SALEM, Ore. (AP) — Oregon health authorities reported Saturday that 14 more people in the state have died from COVID-19, matching the highest death toll reported in a single day as the state struggles to contain the coronavirus.

The latest deaths occurred from Sept. 26, when an 80-year-old died woman in her home, through Friday, when a 66-year-old woman died at a hospital in Bend.

With the state’s total known virus death toll reaching 689, officials tried to get trick-or-treaters to wait until next year to celebrate Halloween.

“Dan and I look forward to greeting all our favorite trick-or-treaters next year,” Gov. Kate Brown tweeted, referring to her husband and posting a photo of a pumpkin with the words “Wear a mask” carved into it.

Authorities noted it is hard to keep 6 feet of distance when trick-or-treaters gather at doors, that handing out candy puts people in close contact, and frequently touched surfaces like candy bowls and door knobs could have the virus on them.

The Oregon Health Authority on Saturday also reported 555 new confirmed and presumptive cases of COVID-19, a day after announcing a record 600 additional cases. Fourteen deaths were also reported on July 28.

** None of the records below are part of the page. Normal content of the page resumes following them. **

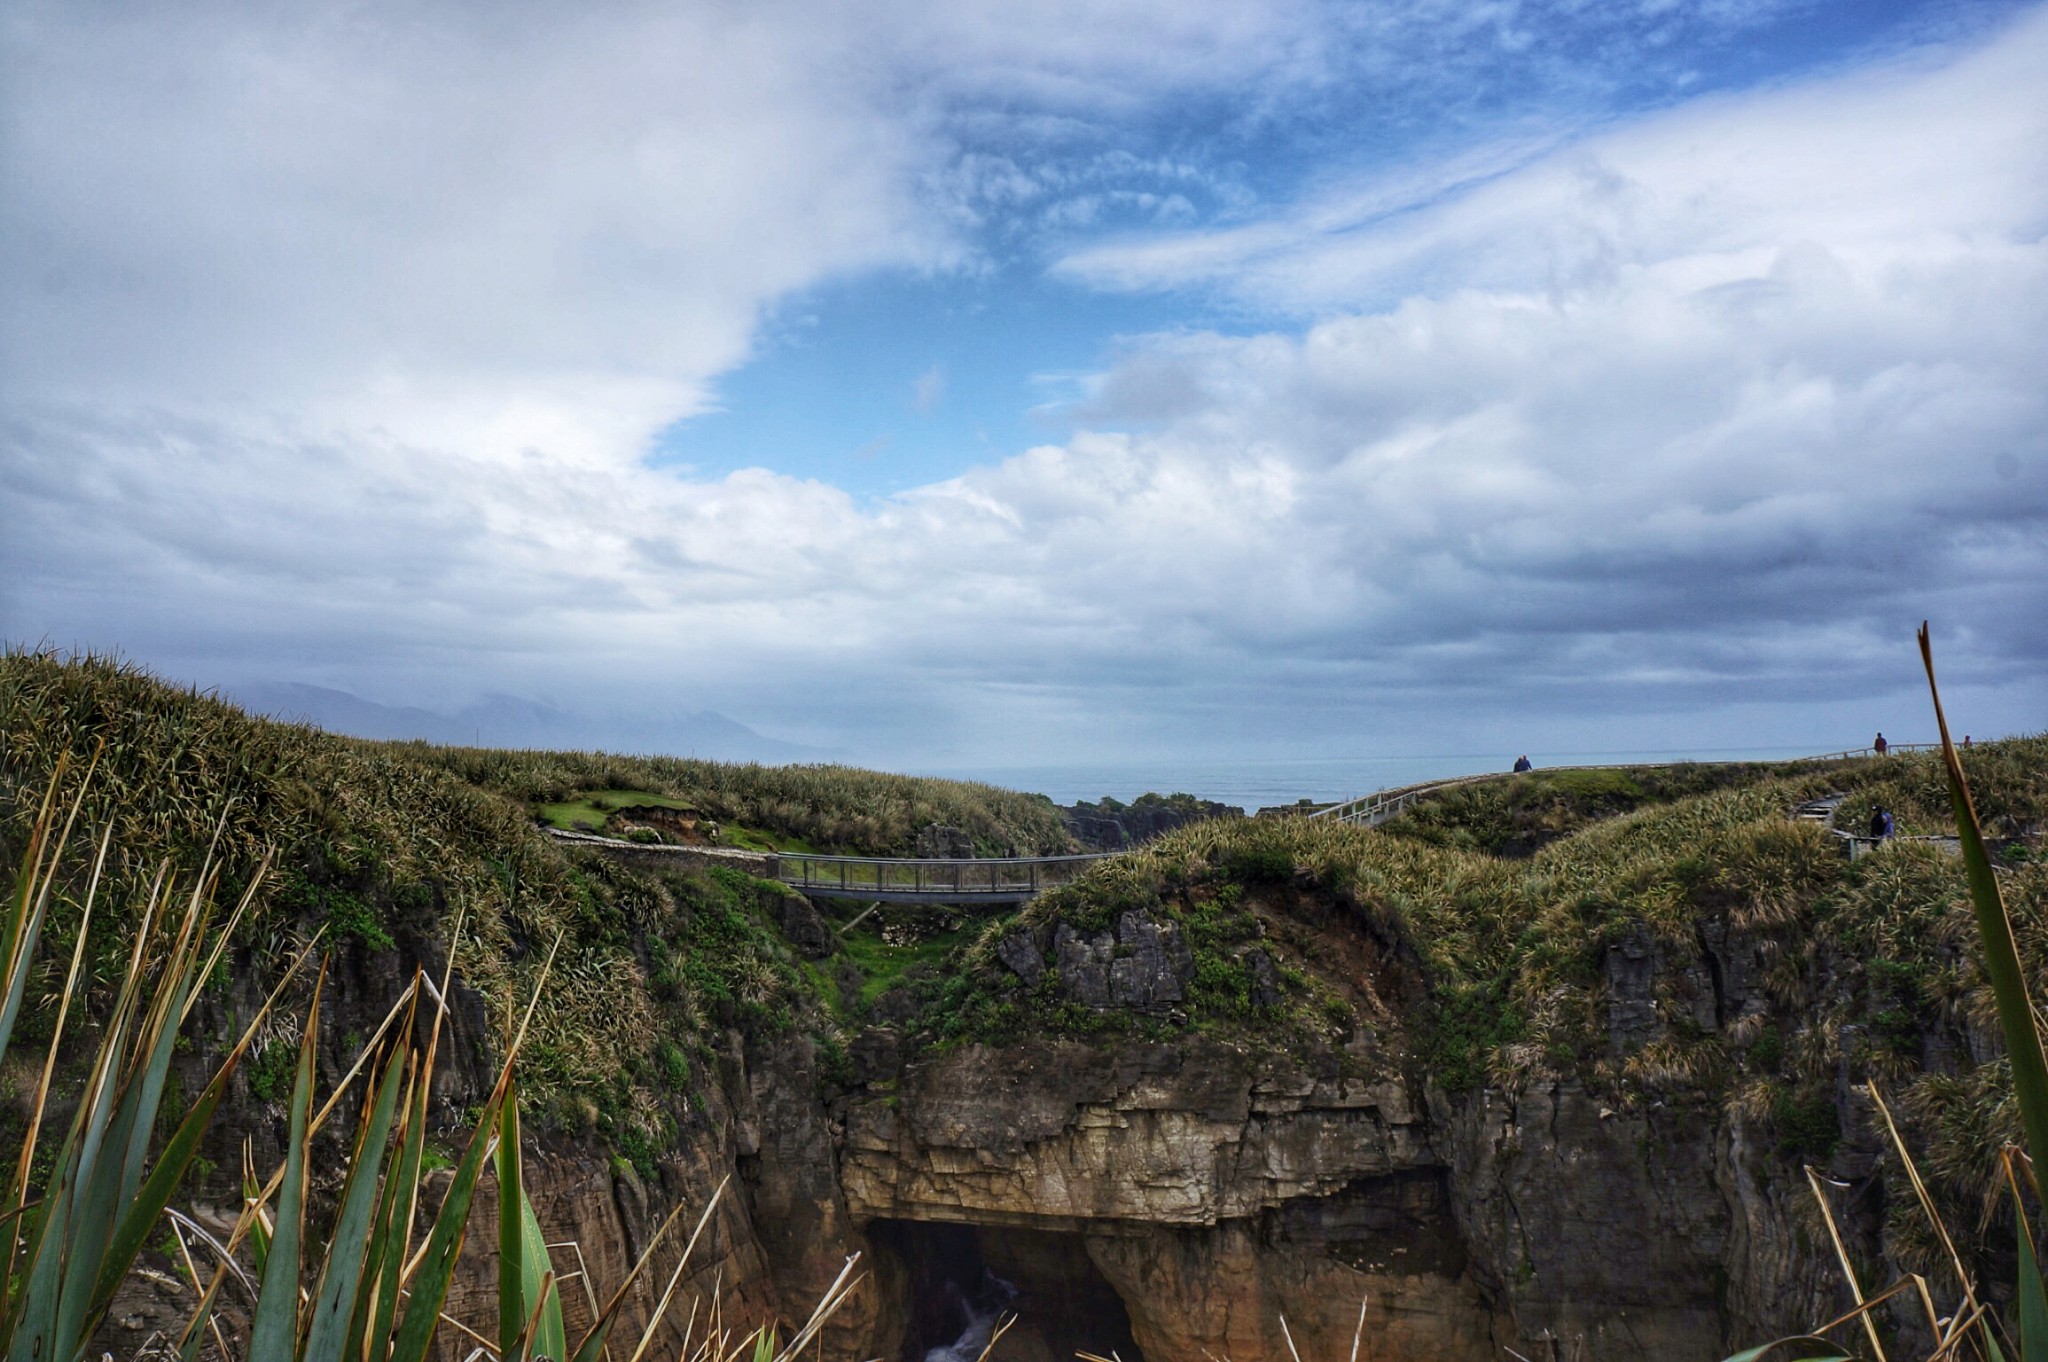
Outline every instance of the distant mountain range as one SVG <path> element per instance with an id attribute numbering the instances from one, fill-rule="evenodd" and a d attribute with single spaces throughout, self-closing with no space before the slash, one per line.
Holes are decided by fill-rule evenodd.
<path id="1" fill-rule="evenodd" d="M 626 723 L 606 723 L 516 695 L 488 695 L 452 714 L 380 705 L 345 690 L 297 681 L 260 681 L 234 687 L 226 695 L 252 714 L 356 738 L 421 738 L 478 747 L 602 748 L 716 761 L 830 761 L 836 755 L 756 733 L 708 709 L 642 714 Z"/>

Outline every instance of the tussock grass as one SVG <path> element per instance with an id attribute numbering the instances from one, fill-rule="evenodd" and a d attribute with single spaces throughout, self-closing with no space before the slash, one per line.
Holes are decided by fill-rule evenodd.
<path id="1" fill-rule="evenodd" d="M 1979 745 L 1962 760 L 1973 781 L 1983 776 L 1986 823 L 2038 836 L 2048 817 L 2048 738 Z M 1407 1014 L 1361 1014 L 1360 1024 L 1385 1029 L 1390 1041 L 1405 1029 L 1406 1052 L 1448 1090 L 1562 1075 L 1622 1103 L 1654 1096 L 1743 1106 L 1783 1127 L 1788 1151 L 1824 1157 L 1834 1137 L 1821 1132 L 1837 1129 L 1829 1104 L 1843 1075 L 1878 1078 L 1940 1148 L 1931 1163 L 1945 1204 L 1981 1205 L 1997 1176 L 1981 1152 L 2013 1133 L 2014 1117 L 1989 1096 L 1996 1065 L 1972 1058 L 1996 1048 L 1997 1007 L 1973 954 L 1965 865 L 1912 842 L 1852 862 L 1825 829 L 1788 817 L 1802 800 L 1846 790 L 1886 801 L 1908 827 L 1938 831 L 1937 801 L 1948 797 L 1938 763 L 1915 755 L 1731 768 L 1705 781 L 1713 788 L 1704 792 L 1585 822 L 1515 857 L 1398 822 L 1371 830 L 1305 819 L 1199 824 L 1042 896 L 1018 926 L 1043 939 L 1060 923 L 1101 931 L 1133 910 L 1171 919 L 1190 940 L 1207 941 L 1206 958 L 1196 946 L 1198 977 L 1242 976 L 1253 948 L 1282 954 L 1300 981 L 1286 1006 L 1248 1013 L 1197 996 L 1190 1022 L 1314 1045 L 1334 1033 L 1306 1023 L 1327 1019 L 1329 996 L 1355 993 L 1358 981 L 1333 972 L 1316 939 L 1287 952 L 1288 923 L 1335 915 L 1408 962 L 1423 992 Z M 2048 867 L 2009 859 L 2000 883 L 2042 996 Z M 1233 914 L 1232 931 L 1204 938 L 1205 923 Z M 1035 1002 L 996 960 L 1012 930 L 992 927 L 968 952 L 962 981 L 935 1011 L 935 1033 L 960 1017 L 967 1020 L 954 1023 L 955 1033 L 987 1039 L 1024 1027 L 1157 1029 L 1153 1020 Z M 1696 1020 L 1701 1006 L 1711 1015 L 1711 999 L 1685 992 L 1711 987 L 1698 963 L 1709 931 L 1731 959 L 1755 962 L 1752 1010 L 1718 1029 Z M 1658 961 L 1660 1032 L 1647 1044 L 1617 1048 L 1609 1035 L 1608 970 L 1618 947 L 1650 950 Z M 1690 984 L 1681 977 L 1687 967 Z"/>
<path id="2" fill-rule="evenodd" d="M 722 823 L 801 838 L 822 851 L 907 856 L 918 829 L 933 823 L 965 832 L 978 855 L 1074 849 L 1052 801 L 975 781 L 837 765 L 406 747 L 418 761 L 522 805 L 566 804 L 595 791 L 642 791 L 678 800 Z"/>
<path id="3" fill-rule="evenodd" d="M 56 795 L 70 774 L 69 763 L 59 760 L 29 825 L 12 892 L 0 900 L 0 1062 L 16 1039 L 31 966 L 46 944 L 44 929 L 64 849 L 79 826 L 95 765 L 88 763 L 81 773 L 86 783 L 67 808 Z M 104 883 L 99 871 L 110 845 L 102 833 L 95 871 L 80 904 L 88 916 L 99 901 Z M 175 1255 L 195 1297 L 169 1350 L 180 1362 L 202 1355 L 218 1362 L 425 1362 L 436 1355 L 436 1336 L 448 1333 L 474 1340 L 477 1346 L 465 1355 L 487 1362 L 569 1362 L 572 1357 L 574 1362 L 600 1362 L 611 1356 L 607 1343 L 620 1307 L 663 1249 L 683 1208 L 655 1232 L 608 1304 L 600 1306 L 588 1275 L 577 1274 L 590 1320 L 572 1335 L 559 1268 L 526 1189 L 517 1081 L 521 1047 L 543 997 L 550 987 L 576 988 L 581 982 L 550 978 L 559 938 L 516 1027 L 507 1018 L 497 1081 L 475 1113 L 461 1157 L 438 1198 L 421 1193 L 435 1059 L 447 1015 L 440 1000 L 449 994 L 452 970 L 444 971 L 439 987 L 414 971 L 376 1034 L 367 1043 L 345 1042 L 355 1052 L 353 1063 L 338 1082 L 325 1085 L 323 1102 L 319 1036 L 328 980 L 323 961 L 304 1013 L 292 1018 L 288 1028 L 297 1039 L 291 1045 L 295 1061 L 285 1101 L 288 1134 L 282 1166 L 267 1178 L 260 1176 L 252 1146 L 244 1145 L 241 1208 L 223 1235 L 175 1207 L 186 1175 L 198 1166 L 199 1148 L 234 1071 L 289 982 L 288 977 L 271 993 L 195 1101 L 187 1106 L 171 1096 L 168 1079 L 180 1031 L 260 889 L 263 868 L 218 933 L 211 930 L 214 872 L 210 861 L 203 863 L 190 877 L 189 895 L 182 895 L 183 882 L 167 862 L 140 913 L 130 915 L 136 920 L 124 933 L 126 967 L 111 1014 L 84 1047 L 87 1075 L 68 1129 L 51 1100 L 52 1078 L 66 1048 L 68 1007 L 60 1009 L 57 1024 L 44 1038 L 42 1078 L 28 1105 L 15 1172 L 0 1192 L 0 1350 L 10 1358 L 86 1356 L 144 1243 L 159 1225 L 168 1225 L 164 1251 Z M 301 963 L 310 955 L 302 955 Z M 83 950 L 75 949 L 70 961 L 67 1001 L 81 982 Z M 322 1213 L 314 1208 L 313 1167 L 321 1156 L 314 1140 L 331 1116 L 337 1117 L 335 1127 L 352 1127 L 353 1138 L 341 1135 L 347 1172 L 334 1204 Z M 46 1134 L 50 1138 L 44 1142 Z M 39 1157 L 43 1153 L 47 1161 Z M 486 1165 L 494 1166 L 497 1181 L 494 1336 L 484 1331 L 484 1321 L 471 1325 L 444 1310 Z M 642 1321 L 634 1358 L 646 1354 L 674 1305 L 676 1286 L 723 1191 L 721 1186 L 704 1208 L 667 1289 Z M 438 1204 L 429 1204 L 434 1201 Z M 709 1334 L 697 1332 L 692 1308 L 682 1355 L 693 1362 L 735 1362 L 742 1353 L 750 1353 L 754 1362 L 793 1362 L 846 1299 L 854 1266 L 853 1260 L 847 1262 L 787 1345 L 764 1325 L 735 1346 L 714 1302 Z M 248 1304 L 238 1319 L 224 1318 L 220 1309 L 222 1288 L 231 1281 Z M 155 1342 L 162 1341 L 160 1334 Z M 146 1346 L 145 1351 L 164 1355 L 160 1348 Z"/>
<path id="4" fill-rule="evenodd" d="M 85 759 L 102 746 L 84 782 Z M 529 1114 L 594 1126 L 649 1167 L 693 1117 L 676 1075 L 702 1073 L 708 1031 L 803 1027 L 829 1036 L 831 1023 L 820 988 L 782 936 L 780 886 L 724 871 L 629 871 L 565 849 L 535 826 L 525 801 L 538 787 L 522 780 L 555 770 L 569 785 L 602 786 L 612 760 L 500 761 L 340 738 L 253 718 L 111 659 L 14 651 L 0 657 L 0 865 L 20 859 L 43 791 L 68 761 L 59 798 L 81 800 L 81 825 L 110 839 L 104 901 L 114 908 L 93 919 L 87 942 L 95 977 L 118 977 L 131 906 L 155 867 L 196 864 L 210 846 L 230 896 L 274 853 L 236 944 L 235 973 L 255 981 L 274 977 L 324 931 L 337 947 L 395 949 L 430 968 L 452 952 L 496 1019 L 532 994 L 547 944 L 560 940 L 556 977 L 575 987 L 548 990 L 535 1013 L 523 1071 Z M 494 763 L 511 773 L 504 788 L 465 774 Z M 769 768 L 689 765 L 732 789 L 771 788 L 757 783 Z M 644 767 L 621 769 L 630 784 L 647 784 Z M 815 774 L 792 777 L 799 783 L 790 788 L 811 789 L 817 807 L 851 816 L 864 807 L 862 790 L 892 788 L 887 778 L 855 774 L 837 787 L 836 803 L 824 793 L 831 782 Z M 894 817 L 904 827 L 952 817 L 973 799 L 950 787 L 923 802 L 905 796 Z M 800 809 L 790 821 L 808 826 Z M 1006 826 L 987 809 L 982 821 Z M 74 845 L 56 867 L 53 949 L 35 966 L 25 1026 L 45 1024 L 42 1014 L 63 992 L 61 961 L 82 920 L 89 859 Z M 259 1070 L 283 1053 L 275 1043 L 261 1050 Z"/>

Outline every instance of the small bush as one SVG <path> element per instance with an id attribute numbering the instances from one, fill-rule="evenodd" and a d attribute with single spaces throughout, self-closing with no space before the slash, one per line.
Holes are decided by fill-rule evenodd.
<path id="1" fill-rule="evenodd" d="M 1841 1115 L 1824 1096 L 1780 1092 L 1771 1103 L 1771 1126 L 1779 1155 L 1788 1159 L 1825 1159 L 1842 1141 Z"/>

In another sign that the numbers are going the wrong way, last week marked the highest weekly tally of COVID-19 infections recorded in Oregon, with 2,642 new cases reported from Oct. 19, through Oct. 25.

The total confirmed coronavirus cases in Oregon, which has a population of 4.2 million, stood at 44,921 on Saturday.

Asked why in some cases there was a weeks’ long delay in the health authority reporting deaths, spokeswoman Delia Hernandez said the OHA is working to improve the data collection process.

“Information is processed by several individuals, and somewhere along the chain, delays or errors happen,” Hernandez said.